Comment réviser les maths du CRPE sans stress
Beaucoup de candidats abordent les mathématiques du CRPE avec la même appréhension : le sentiment d'avoir « tout oublié » depuis le lycée, et la tentation de tout revoir d'un coup dans les semaines qui précèdent l'épreuve. C'est précisément la stratégie qui épuise et qui déçoit. Voici une autre approche, plus douce et bien plus efficace.
Miser sur la régularité, pas sur l'intensité
La mémoire n'aime pas les à-coups. Une notion travaillée quinze minutes chaque jour pendant une semaine s'ancre bien mieux que la même notion martelée pendant deux heures d'affilée un dimanche. Ce n'est pas une question de volonté, mais de fonctionnement du cerveau : la répétition espacée consolide durablement, là où le bachotage laisse une trace qui s'efface en quelques jours.
Concrètement, fixez-vous un rendez-vous court et quotidien avec les mathématiques, le matin au café, le soir dans les transports, plutôt que de longues sessions que vous finirez par redouter et repousser.
Travailler par petites compétences, une à la fois
« Réviser les pourcentages » est un objectif flou et décourageant. « Savoir appliquer un pourcentage à une valeur » est une compétence précise, qu'on peut travailler, mesurer, et cocher une fois acquise. Découper le programme en petites compétences transforme une montagne intimidante en une série de marches franchissables. Vous savez à tout moment où vous en êtes, ce qui est acquis et ce qui reste à voir, fini le sentiment de réviser « dans le vide ».
Faire de l'erreur une alliée
Au CRPE comme en classe, l'erreur n'est pas un échec : c'est une information.

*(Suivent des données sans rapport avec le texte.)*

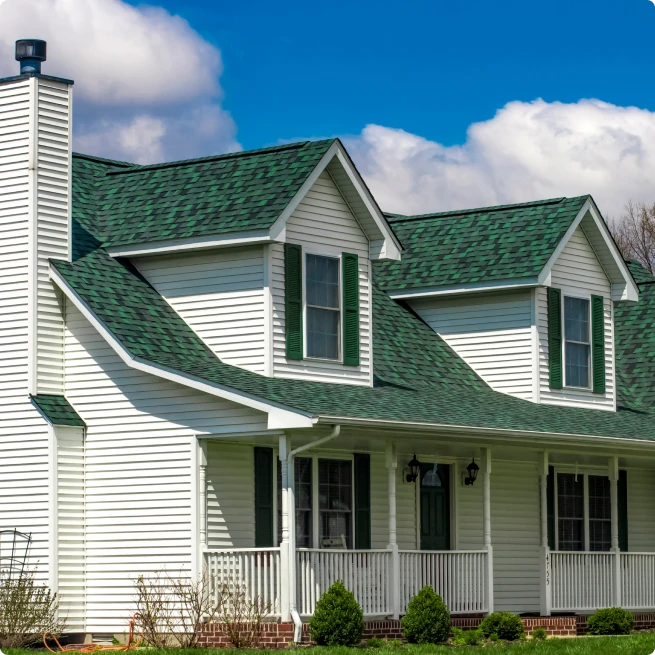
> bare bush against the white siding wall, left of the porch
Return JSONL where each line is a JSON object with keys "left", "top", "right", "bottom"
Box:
{"left": 135, "top": 570, "right": 220, "bottom": 648}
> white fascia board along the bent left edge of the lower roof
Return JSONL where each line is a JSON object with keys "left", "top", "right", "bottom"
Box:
{"left": 50, "top": 266, "right": 315, "bottom": 429}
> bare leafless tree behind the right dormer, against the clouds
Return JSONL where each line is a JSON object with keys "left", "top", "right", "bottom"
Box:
{"left": 608, "top": 201, "right": 655, "bottom": 274}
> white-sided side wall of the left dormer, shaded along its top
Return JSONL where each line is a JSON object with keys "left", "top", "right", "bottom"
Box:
{"left": 134, "top": 246, "right": 266, "bottom": 373}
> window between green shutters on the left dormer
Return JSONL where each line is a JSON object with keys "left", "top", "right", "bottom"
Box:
{"left": 305, "top": 255, "right": 341, "bottom": 360}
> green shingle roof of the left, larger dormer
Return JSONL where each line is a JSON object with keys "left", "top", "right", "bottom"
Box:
{"left": 76, "top": 139, "right": 336, "bottom": 246}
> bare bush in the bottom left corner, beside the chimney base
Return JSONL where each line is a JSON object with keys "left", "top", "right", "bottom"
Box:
{"left": 0, "top": 571, "right": 66, "bottom": 648}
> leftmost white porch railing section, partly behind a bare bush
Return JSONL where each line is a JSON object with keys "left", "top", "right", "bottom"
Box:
{"left": 205, "top": 548, "right": 281, "bottom": 616}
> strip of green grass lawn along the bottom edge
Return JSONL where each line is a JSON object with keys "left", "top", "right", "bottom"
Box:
{"left": 10, "top": 632, "right": 655, "bottom": 655}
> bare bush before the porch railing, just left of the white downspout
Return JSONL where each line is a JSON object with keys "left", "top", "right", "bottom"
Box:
{"left": 219, "top": 580, "right": 272, "bottom": 648}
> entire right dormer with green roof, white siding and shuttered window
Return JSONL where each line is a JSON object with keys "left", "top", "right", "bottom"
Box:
{"left": 376, "top": 196, "right": 638, "bottom": 410}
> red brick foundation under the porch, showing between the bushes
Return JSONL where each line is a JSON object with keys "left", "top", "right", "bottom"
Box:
{"left": 200, "top": 614, "right": 655, "bottom": 650}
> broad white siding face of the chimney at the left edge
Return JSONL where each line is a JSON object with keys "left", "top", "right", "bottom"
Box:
{"left": 0, "top": 80, "right": 49, "bottom": 580}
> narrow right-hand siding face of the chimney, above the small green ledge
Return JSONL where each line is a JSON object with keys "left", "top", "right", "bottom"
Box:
{"left": 36, "top": 78, "right": 71, "bottom": 394}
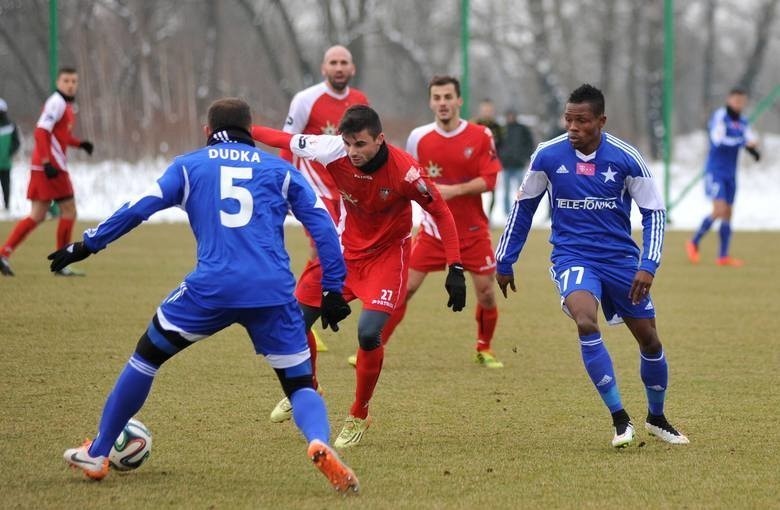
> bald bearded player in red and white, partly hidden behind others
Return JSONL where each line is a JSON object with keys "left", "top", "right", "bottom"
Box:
{"left": 282, "top": 45, "right": 368, "bottom": 354}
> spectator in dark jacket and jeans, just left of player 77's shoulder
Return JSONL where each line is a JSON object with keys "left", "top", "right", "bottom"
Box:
{"left": 498, "top": 109, "right": 534, "bottom": 216}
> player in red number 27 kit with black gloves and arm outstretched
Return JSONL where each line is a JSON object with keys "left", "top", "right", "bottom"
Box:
{"left": 252, "top": 105, "right": 466, "bottom": 448}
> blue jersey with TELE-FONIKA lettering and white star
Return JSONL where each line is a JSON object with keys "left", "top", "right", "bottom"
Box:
{"left": 496, "top": 133, "right": 666, "bottom": 274}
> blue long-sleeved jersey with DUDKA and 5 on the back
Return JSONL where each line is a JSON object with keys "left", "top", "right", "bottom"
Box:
{"left": 84, "top": 135, "right": 346, "bottom": 308}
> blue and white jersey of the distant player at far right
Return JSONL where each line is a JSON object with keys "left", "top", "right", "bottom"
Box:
{"left": 706, "top": 106, "right": 755, "bottom": 179}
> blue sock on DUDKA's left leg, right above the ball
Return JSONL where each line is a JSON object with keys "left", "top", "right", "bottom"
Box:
{"left": 89, "top": 354, "right": 160, "bottom": 457}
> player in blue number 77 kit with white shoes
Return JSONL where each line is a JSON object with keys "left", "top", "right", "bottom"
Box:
{"left": 496, "top": 85, "right": 688, "bottom": 448}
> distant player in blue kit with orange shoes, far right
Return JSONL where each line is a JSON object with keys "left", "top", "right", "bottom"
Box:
{"left": 685, "top": 88, "right": 761, "bottom": 267}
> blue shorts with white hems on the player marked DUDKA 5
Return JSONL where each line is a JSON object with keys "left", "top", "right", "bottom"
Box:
{"left": 152, "top": 283, "right": 310, "bottom": 368}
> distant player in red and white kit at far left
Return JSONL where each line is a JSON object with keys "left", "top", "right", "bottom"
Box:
{"left": 0, "top": 67, "right": 93, "bottom": 276}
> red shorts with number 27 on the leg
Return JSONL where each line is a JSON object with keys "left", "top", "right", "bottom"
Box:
{"left": 295, "top": 239, "right": 411, "bottom": 313}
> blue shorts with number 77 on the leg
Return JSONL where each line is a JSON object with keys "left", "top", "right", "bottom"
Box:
{"left": 550, "top": 257, "right": 655, "bottom": 324}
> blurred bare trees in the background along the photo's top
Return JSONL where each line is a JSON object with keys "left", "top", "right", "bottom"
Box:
{"left": 0, "top": 0, "right": 780, "bottom": 161}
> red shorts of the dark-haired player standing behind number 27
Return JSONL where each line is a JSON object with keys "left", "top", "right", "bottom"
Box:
{"left": 409, "top": 231, "right": 496, "bottom": 274}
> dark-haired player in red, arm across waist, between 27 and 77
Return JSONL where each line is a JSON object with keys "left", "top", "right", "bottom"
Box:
{"left": 382, "top": 76, "right": 504, "bottom": 368}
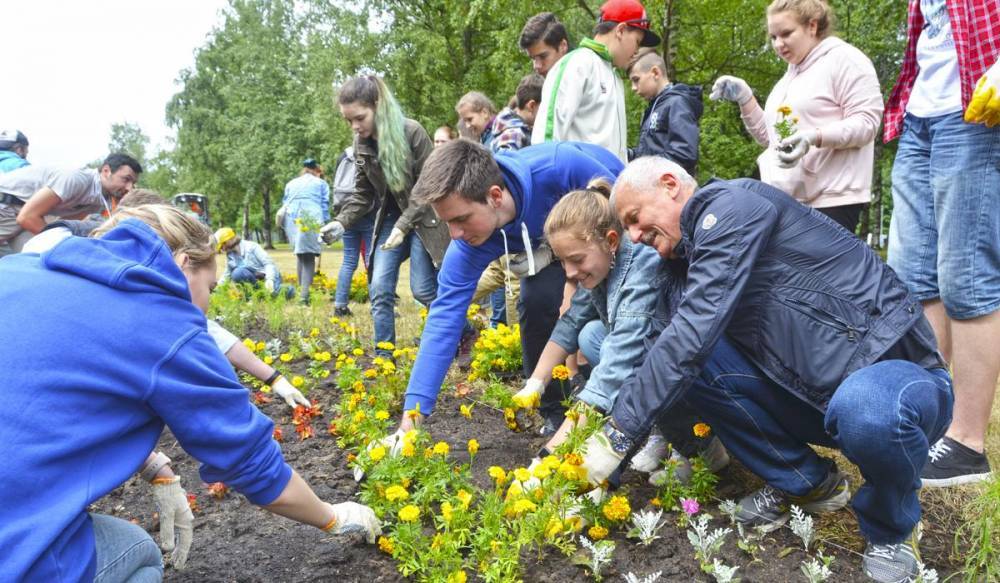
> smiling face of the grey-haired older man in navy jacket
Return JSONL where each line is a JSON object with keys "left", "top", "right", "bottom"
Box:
{"left": 615, "top": 180, "right": 686, "bottom": 259}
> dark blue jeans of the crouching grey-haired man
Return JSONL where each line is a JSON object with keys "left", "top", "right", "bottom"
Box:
{"left": 685, "top": 339, "right": 954, "bottom": 544}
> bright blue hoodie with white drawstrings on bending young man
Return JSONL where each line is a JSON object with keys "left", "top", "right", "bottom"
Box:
{"left": 404, "top": 142, "right": 622, "bottom": 415}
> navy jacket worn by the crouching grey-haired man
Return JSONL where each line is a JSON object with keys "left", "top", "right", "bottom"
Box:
{"left": 612, "top": 179, "right": 943, "bottom": 440}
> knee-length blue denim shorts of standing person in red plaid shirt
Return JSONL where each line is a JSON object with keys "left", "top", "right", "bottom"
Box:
{"left": 889, "top": 112, "right": 1000, "bottom": 320}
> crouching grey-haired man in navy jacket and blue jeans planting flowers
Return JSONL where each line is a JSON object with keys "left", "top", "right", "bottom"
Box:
{"left": 584, "top": 157, "right": 953, "bottom": 581}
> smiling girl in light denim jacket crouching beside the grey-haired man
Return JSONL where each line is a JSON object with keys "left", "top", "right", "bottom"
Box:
{"left": 514, "top": 179, "right": 729, "bottom": 488}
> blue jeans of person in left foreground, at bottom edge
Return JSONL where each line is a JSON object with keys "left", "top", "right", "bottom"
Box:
{"left": 90, "top": 514, "right": 163, "bottom": 583}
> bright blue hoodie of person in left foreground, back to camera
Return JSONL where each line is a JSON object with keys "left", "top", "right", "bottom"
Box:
{"left": 0, "top": 220, "right": 291, "bottom": 581}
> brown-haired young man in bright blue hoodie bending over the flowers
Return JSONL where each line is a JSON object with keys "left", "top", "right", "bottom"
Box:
{"left": 392, "top": 140, "right": 622, "bottom": 431}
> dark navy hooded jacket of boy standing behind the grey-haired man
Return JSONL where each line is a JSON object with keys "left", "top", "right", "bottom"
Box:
{"left": 629, "top": 83, "right": 704, "bottom": 176}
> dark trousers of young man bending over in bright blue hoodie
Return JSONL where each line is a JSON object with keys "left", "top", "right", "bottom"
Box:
{"left": 517, "top": 262, "right": 571, "bottom": 426}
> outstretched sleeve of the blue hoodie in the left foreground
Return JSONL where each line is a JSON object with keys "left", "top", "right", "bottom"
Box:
{"left": 147, "top": 330, "right": 292, "bottom": 505}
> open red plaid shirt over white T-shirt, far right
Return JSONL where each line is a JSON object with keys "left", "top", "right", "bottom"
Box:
{"left": 885, "top": 0, "right": 1000, "bottom": 142}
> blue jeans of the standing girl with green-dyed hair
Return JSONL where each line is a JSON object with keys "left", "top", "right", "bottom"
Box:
{"left": 368, "top": 215, "right": 437, "bottom": 355}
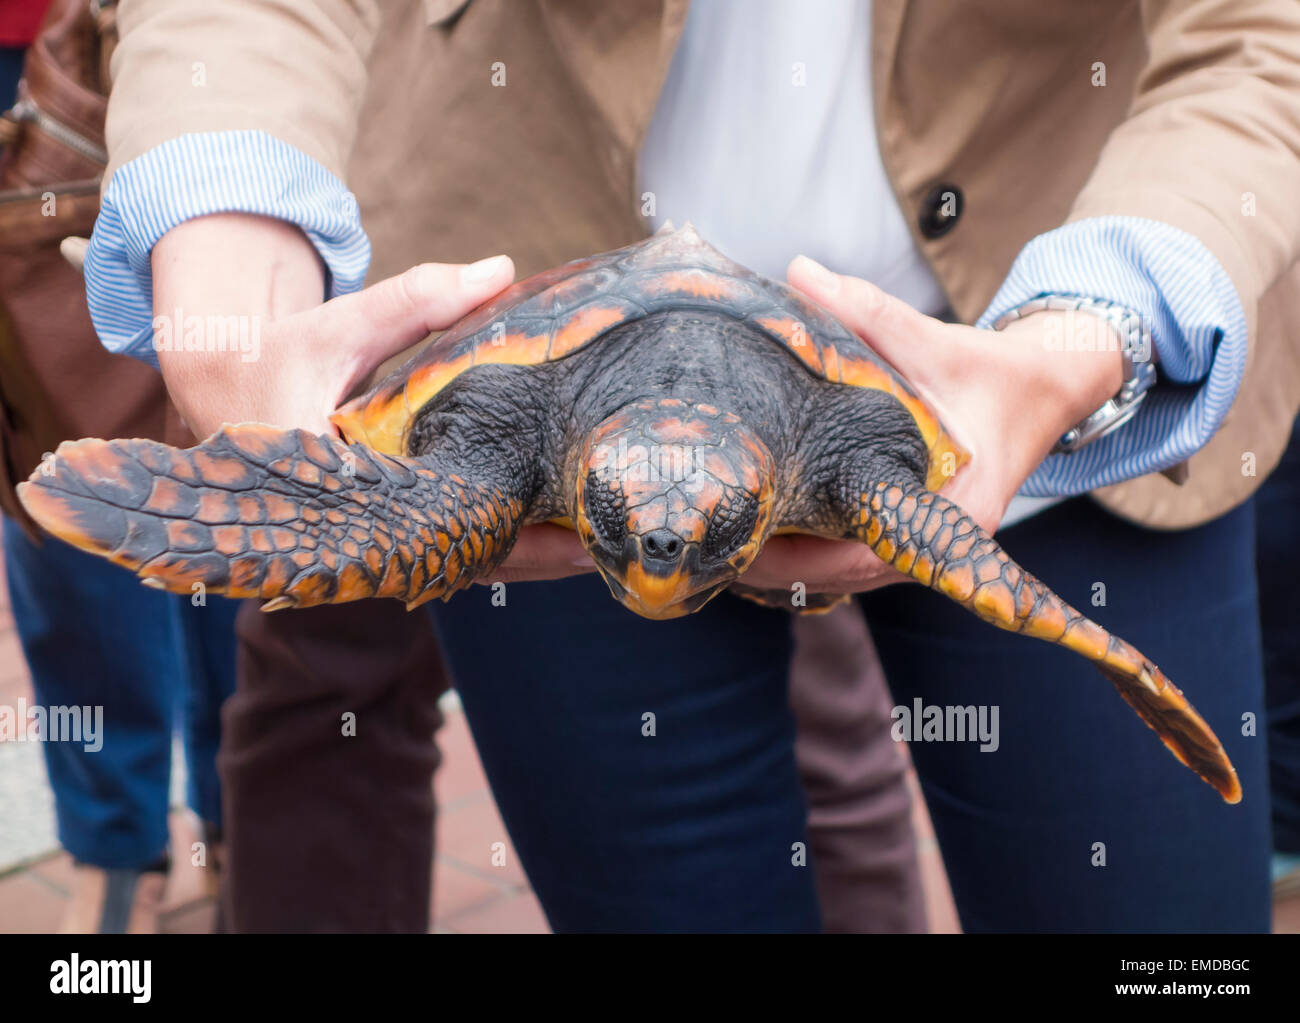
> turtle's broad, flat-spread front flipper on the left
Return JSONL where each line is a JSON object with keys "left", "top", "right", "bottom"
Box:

Quand vous vous trompez, ne passez pas trop vite à la question suivante. Prenez le temps de comprendre pourquoi : avez-vous confondu deux notions ? mal lu l'énoncé ? appliqué une règle hors de son domaine ? Cette analyse vaut souvent plus que dix exercices réussis, car elle empêche l'erreur de revenir le jour J.
Ne pas négliger le regard d'enseignant
L'épreuve de mathématiques du CRPE ne teste pas seulement votre capacité à calculer : elle évalue aussi votre aptitude à raisonner comme un futur professeur, à repérer l'erreur d'un élève, à expliquer une méthode, à choisir un bon exemple. Entraînez-vous à verbaliser vos raisonnements, à imaginer comment vous l'expliqueriez à un enfant. C'est cette double compétence, mathématique et pédagogique, qui fait les bons candidats.